Referring to FIGS. 7 and 8, in operation, a plurality of flowable regions is formed on substrate 30 at step 100. A first subset of the plurality of flowable regions comprises a first composition, and a second subset of the plurality of flowable regions includes a second composition, differing from the first composition. The first and second subsets of the plurality of flowable regions are provided with a surface having a desired shape at step 102. This is typically achieved by contact with molds 28 a, 28 b, 28 c and 28 d, as discussed above. Thereafter, at step 104, the first and second subsets of the plurality of flowable regions are solidified, such as by exposure to actinic radiation, as discussed above.
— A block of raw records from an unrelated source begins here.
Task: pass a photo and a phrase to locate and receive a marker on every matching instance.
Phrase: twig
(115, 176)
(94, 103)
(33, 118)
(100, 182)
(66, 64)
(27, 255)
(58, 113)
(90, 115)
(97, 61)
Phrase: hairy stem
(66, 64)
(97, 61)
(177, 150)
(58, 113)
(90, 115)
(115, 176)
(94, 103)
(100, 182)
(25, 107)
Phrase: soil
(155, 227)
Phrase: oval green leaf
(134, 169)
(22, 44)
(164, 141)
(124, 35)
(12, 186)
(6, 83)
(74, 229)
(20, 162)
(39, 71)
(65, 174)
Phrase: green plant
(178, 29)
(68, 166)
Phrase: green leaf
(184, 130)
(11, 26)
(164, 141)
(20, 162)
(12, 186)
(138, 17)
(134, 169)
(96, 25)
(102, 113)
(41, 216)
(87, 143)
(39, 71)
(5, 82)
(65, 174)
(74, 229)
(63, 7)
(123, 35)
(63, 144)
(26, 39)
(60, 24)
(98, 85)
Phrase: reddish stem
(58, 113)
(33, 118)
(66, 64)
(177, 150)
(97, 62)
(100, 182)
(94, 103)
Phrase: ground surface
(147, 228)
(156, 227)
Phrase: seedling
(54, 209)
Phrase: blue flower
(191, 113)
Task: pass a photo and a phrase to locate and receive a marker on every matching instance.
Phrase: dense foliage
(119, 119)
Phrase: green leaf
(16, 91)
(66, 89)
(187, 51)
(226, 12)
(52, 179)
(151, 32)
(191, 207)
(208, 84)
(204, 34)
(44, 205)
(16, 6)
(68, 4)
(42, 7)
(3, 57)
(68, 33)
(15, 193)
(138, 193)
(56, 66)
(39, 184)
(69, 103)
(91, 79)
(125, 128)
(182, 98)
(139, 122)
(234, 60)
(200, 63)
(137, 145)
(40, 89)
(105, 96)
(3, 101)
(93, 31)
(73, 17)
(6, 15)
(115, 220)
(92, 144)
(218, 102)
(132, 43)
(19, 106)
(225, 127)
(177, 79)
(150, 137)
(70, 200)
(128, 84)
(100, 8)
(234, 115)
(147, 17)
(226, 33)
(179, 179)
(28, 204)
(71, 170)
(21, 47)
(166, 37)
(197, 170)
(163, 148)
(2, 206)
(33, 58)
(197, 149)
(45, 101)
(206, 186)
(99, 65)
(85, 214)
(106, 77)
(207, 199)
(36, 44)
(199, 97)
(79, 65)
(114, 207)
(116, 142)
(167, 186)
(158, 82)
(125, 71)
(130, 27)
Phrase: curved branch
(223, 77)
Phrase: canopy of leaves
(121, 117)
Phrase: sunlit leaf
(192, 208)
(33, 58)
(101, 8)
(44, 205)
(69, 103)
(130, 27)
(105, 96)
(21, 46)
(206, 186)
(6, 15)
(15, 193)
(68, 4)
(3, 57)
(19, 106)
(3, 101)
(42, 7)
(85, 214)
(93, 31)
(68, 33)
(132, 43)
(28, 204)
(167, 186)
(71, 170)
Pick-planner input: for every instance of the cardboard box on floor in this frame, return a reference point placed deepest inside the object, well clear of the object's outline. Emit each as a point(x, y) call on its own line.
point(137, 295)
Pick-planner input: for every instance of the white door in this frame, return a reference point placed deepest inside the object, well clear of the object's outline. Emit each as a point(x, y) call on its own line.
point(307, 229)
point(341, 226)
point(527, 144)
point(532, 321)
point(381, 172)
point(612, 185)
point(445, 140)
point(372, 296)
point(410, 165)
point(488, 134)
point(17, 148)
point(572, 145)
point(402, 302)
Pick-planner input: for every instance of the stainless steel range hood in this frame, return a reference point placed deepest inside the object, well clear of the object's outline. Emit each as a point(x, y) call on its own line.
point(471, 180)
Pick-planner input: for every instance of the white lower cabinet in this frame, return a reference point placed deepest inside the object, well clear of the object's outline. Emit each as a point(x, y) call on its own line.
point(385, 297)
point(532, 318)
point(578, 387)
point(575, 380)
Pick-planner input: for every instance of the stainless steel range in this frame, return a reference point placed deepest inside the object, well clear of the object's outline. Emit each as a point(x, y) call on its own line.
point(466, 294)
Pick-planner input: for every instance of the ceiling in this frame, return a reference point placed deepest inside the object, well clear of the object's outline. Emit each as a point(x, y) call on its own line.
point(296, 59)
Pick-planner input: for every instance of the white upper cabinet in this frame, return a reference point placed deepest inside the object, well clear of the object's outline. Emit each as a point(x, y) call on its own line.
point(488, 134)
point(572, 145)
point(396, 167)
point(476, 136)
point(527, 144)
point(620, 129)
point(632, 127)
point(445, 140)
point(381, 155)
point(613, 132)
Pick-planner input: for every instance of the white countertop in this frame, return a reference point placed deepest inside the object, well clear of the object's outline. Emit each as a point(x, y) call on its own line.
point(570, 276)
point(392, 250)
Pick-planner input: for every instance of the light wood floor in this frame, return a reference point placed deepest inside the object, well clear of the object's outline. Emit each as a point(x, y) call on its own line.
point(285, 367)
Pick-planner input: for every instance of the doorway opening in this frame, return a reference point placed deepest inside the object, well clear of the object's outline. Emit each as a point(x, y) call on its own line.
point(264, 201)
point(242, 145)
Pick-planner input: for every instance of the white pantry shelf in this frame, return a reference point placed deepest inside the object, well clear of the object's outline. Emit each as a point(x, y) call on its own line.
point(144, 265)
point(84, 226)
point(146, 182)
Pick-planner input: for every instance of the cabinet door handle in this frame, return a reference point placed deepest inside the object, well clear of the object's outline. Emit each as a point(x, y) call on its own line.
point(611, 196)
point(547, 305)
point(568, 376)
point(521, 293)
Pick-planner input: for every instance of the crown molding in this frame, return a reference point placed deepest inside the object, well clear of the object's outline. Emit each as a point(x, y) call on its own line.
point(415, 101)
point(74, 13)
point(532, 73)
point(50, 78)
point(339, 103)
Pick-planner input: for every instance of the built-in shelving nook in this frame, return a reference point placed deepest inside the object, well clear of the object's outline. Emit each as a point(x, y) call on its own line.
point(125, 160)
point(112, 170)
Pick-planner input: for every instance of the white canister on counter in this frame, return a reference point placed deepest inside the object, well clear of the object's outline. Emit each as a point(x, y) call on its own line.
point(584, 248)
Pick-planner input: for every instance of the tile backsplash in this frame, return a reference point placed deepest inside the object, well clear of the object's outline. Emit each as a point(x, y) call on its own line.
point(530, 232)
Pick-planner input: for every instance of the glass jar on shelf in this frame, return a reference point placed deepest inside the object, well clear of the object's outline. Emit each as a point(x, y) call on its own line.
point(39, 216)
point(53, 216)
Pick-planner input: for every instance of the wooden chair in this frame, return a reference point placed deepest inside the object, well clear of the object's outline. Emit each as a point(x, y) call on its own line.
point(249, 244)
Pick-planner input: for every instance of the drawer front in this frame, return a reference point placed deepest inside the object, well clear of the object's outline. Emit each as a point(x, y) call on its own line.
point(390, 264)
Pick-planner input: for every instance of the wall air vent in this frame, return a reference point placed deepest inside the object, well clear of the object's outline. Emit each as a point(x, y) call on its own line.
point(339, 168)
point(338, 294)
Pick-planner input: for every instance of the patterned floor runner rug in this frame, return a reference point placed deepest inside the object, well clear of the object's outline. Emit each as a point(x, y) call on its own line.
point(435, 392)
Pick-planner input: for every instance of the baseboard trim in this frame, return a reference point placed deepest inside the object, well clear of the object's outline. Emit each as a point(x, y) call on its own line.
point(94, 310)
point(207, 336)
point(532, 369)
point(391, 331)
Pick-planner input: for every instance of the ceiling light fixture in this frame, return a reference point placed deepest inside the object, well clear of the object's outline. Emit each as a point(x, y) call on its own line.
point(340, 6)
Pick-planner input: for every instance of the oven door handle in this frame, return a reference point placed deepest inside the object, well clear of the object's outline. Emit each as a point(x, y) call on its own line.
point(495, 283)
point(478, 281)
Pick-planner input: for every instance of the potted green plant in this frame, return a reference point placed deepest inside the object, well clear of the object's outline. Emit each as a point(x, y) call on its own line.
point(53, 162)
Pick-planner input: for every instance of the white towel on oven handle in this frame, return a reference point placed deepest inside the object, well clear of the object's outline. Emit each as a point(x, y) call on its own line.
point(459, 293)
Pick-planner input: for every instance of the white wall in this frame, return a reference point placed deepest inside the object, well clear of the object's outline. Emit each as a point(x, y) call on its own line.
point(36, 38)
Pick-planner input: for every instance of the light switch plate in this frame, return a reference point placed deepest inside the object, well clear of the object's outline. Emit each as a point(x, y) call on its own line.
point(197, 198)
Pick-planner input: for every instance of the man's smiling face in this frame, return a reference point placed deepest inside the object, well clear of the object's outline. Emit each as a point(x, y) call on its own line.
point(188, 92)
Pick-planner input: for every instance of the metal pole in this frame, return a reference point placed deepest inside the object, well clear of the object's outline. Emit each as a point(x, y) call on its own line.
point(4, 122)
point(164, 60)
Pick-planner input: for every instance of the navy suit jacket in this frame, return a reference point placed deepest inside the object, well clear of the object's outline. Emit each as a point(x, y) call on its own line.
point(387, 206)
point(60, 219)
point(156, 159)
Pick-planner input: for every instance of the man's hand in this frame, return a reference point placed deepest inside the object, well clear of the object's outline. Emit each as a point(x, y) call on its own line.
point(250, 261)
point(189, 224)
The embodiments of the present invention described above are exemplary. For example, anomalies in processing regions other than film thickness may be determined. For example, distortions in the pattern may formed in imprinting layer may be sensed and the cause of the same determined employing the present invention. As a result, many changes and modifications may be made to the disclosure recited above, while remaining within the scope of the invention. Therefore, the scope of the invention should not be limited by the above description, but instead should be determined with reference to the appended claims along with their full scope of equivalents.